Шрифт:
«Это оттого, что безработица дикая. Люди не могут устроиться по специальности, вот и идут работать уборщицами в общественных сортирах», — сказала Мэри-Луиза.
«По-моему, это не совсем корректно по отношению к фактам», — продолжал Куперник, проигнорировав эту троцкистскую провокацию. «По-моему, тут имеет значение разница в натурах — у людей Востока и Запада. Возьмем к примеру нашу обожаемую Майю из Большого. Разве можно себе представить, чтобы наша Майечка взяла и бросила балетную сцену, чтобы стать медсестрой в какой-нибудь голодающей, занюханной, извините, Эфиопии? Нет, она будет до глубокой старости отплясывать безумную Жизель, пока не упадет в лебединое озеро полного маразма. А ваша Ланн Сеймур влюбилась в джазиста, и на тебе — вчера была звезда английского балета, а сегодня играет на тромбоне в оркестре у своего любовника. Люди что хотят, то и делают. Буквально что в голову взбредет. Потому что не боятся. Сегодня он здесь, завтра на другом конце планеты. Я это почувствовал на Западе — вы знаете, меня же теперь в поездках не стесняют, но разве можно сравнивать? Я в восторге от Лондона. И знаете ли, в Лондоне даже вода лучше. Ей-богу. Когда я был у Шурки в Чикаго — вы знаете Шурку? Был мальчиком на побегушках в „Известиях“, а сейчас ведущий колумнист [14] эмигрантского еженедельника „Чикагская Правда“, — так вот, когда крупнейший специалист по заварке чая Шурка сварганил мне чикагской заварки, я сразу почувствовал: вода не та — у меня желудок крайне чувствительный, не ошибается. А вот в Лондоне он у меня функционирует отлично. Или возьмите молоко. Молоко здесь — просто супер. Я тут на кухне подлил себе молока в чай по-английски, так сказать (я не большой, знаете, охотник до спиртного, разве что по особым случаям или, как сейчас, — с дорожки), и могу вам сказать, что английское молоко по густоте — настоящие сливки. И не удивительно: при такой сочной траве!»
14
От слова «column» — колонка редактора (ред.).

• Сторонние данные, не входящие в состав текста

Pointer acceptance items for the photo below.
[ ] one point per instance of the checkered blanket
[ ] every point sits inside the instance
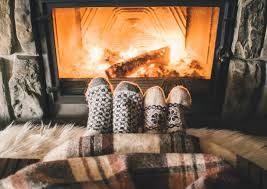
(103, 144)
(157, 169)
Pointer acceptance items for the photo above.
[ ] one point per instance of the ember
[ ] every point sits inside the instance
(135, 42)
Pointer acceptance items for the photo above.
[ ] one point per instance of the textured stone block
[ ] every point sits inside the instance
(26, 90)
(250, 28)
(4, 95)
(262, 105)
(243, 85)
(264, 49)
(6, 28)
(24, 26)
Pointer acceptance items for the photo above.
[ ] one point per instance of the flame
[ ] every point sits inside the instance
(131, 52)
(96, 53)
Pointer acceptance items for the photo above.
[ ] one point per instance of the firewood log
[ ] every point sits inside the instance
(129, 66)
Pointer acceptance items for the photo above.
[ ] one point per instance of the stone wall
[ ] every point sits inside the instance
(21, 92)
(22, 95)
(246, 92)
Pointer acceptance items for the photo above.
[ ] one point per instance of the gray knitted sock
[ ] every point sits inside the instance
(155, 110)
(127, 108)
(178, 100)
(99, 98)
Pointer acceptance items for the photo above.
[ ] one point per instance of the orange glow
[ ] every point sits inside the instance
(89, 41)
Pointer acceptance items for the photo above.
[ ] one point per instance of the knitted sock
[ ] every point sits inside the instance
(155, 110)
(127, 108)
(178, 100)
(99, 98)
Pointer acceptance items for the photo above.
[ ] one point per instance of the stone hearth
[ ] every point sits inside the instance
(22, 90)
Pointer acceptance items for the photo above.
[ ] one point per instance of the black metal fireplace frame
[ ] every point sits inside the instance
(64, 94)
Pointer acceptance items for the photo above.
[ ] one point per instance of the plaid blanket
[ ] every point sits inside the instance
(123, 144)
(131, 171)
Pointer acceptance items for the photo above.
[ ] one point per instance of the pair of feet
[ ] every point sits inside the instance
(127, 110)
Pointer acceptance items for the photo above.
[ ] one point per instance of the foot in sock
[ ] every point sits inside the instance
(99, 99)
(127, 108)
(178, 100)
(155, 110)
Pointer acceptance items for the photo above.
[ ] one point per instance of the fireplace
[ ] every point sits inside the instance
(149, 42)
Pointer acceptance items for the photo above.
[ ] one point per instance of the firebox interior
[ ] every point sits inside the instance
(120, 42)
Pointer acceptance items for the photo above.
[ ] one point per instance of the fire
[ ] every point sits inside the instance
(135, 41)
(95, 54)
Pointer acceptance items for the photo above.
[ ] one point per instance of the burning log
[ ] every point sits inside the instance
(129, 66)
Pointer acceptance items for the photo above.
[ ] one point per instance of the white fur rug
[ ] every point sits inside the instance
(34, 141)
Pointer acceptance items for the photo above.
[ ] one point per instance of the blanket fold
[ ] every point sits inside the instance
(103, 144)
(131, 171)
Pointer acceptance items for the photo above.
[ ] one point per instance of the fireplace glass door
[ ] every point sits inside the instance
(135, 42)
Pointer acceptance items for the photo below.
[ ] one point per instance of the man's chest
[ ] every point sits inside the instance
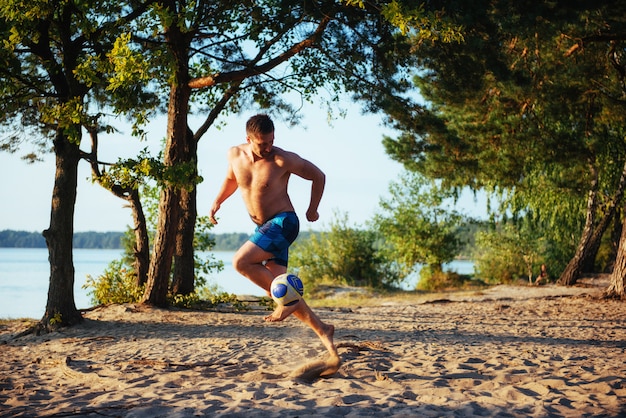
(258, 176)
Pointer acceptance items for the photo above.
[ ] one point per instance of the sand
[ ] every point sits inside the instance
(510, 351)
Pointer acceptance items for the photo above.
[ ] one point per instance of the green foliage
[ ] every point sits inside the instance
(416, 225)
(342, 255)
(118, 284)
(508, 253)
(437, 281)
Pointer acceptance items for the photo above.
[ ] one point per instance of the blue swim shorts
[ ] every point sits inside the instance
(276, 235)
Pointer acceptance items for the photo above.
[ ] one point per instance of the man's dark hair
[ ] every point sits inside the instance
(259, 124)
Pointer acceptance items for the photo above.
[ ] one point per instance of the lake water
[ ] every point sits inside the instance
(25, 275)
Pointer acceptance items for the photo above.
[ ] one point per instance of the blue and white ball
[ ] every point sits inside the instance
(287, 289)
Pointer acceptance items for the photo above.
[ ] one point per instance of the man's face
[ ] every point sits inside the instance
(261, 144)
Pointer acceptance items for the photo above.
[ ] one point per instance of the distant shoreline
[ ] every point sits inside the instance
(109, 240)
(103, 240)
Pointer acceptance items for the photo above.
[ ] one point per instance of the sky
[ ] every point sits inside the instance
(349, 150)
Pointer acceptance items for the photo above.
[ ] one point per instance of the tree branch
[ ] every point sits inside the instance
(240, 75)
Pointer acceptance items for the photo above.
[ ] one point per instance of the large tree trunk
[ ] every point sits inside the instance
(184, 260)
(618, 277)
(612, 212)
(142, 242)
(60, 307)
(176, 153)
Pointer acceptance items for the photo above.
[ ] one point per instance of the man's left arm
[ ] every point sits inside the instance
(309, 171)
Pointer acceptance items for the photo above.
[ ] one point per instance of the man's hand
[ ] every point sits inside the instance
(312, 215)
(214, 210)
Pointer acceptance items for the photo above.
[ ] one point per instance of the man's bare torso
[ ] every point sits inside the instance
(262, 181)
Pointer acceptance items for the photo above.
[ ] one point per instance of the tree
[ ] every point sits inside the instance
(521, 102)
(417, 225)
(228, 56)
(44, 89)
(342, 255)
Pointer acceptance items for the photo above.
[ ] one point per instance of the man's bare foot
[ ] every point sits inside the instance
(328, 332)
(281, 312)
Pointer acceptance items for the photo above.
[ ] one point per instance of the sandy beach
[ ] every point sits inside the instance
(509, 351)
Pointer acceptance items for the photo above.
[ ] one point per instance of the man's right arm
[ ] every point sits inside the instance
(228, 188)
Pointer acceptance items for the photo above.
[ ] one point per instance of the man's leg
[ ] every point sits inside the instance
(248, 261)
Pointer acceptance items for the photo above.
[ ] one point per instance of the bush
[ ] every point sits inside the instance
(116, 285)
(342, 256)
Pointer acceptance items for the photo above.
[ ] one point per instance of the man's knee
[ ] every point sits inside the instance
(239, 262)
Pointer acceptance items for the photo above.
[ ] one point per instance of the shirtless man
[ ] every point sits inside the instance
(261, 172)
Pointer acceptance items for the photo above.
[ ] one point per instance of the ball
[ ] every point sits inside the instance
(287, 289)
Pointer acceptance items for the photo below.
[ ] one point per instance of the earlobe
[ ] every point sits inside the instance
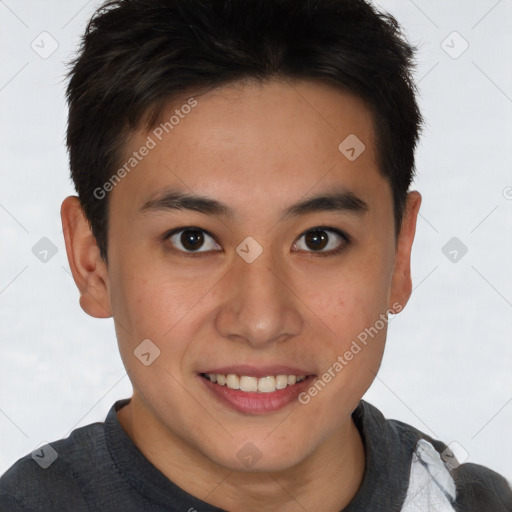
(88, 268)
(401, 285)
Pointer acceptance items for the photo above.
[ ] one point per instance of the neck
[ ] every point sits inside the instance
(328, 478)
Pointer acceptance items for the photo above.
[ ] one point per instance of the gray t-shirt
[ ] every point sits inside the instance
(99, 468)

«Это и были сливки. Для клубники со сливками. На десерт. Если там что-нибудь после вас осталось», — сказала Сильва.
Куперник слегка покраснел, но быстро оправился: «Впрочем, после московской безликости все кажется таким сочным, густым — даже сливки принимаешь за молоко, ха-ха. Конечно же, кофе лучше всего в Италии. Бывали ли вы в Италии? Я по-итальянски совершенно не кумекаю, но везде, знаете, наш брат эмигрант. Я там встретил небезызвестного Джона. Может быть, слышали? Тот самый Джон, который торчал в Москве у Гены в квартире. Я с ним, правда, в Москве не пересекся, но зато знаком с одной девицей из Ирландии — у меня с ней был „одноразовый ночлег“, как говорят англичане, — она в разводе с одним москвичом, а он был приятелем Гены, и у Гены она-то и встречалась с Джоном. Так вот я к чему все это: стоило мне упомянуть ее имя Джону — он тут же устроил мне свидание с Римским Папой через Евгения».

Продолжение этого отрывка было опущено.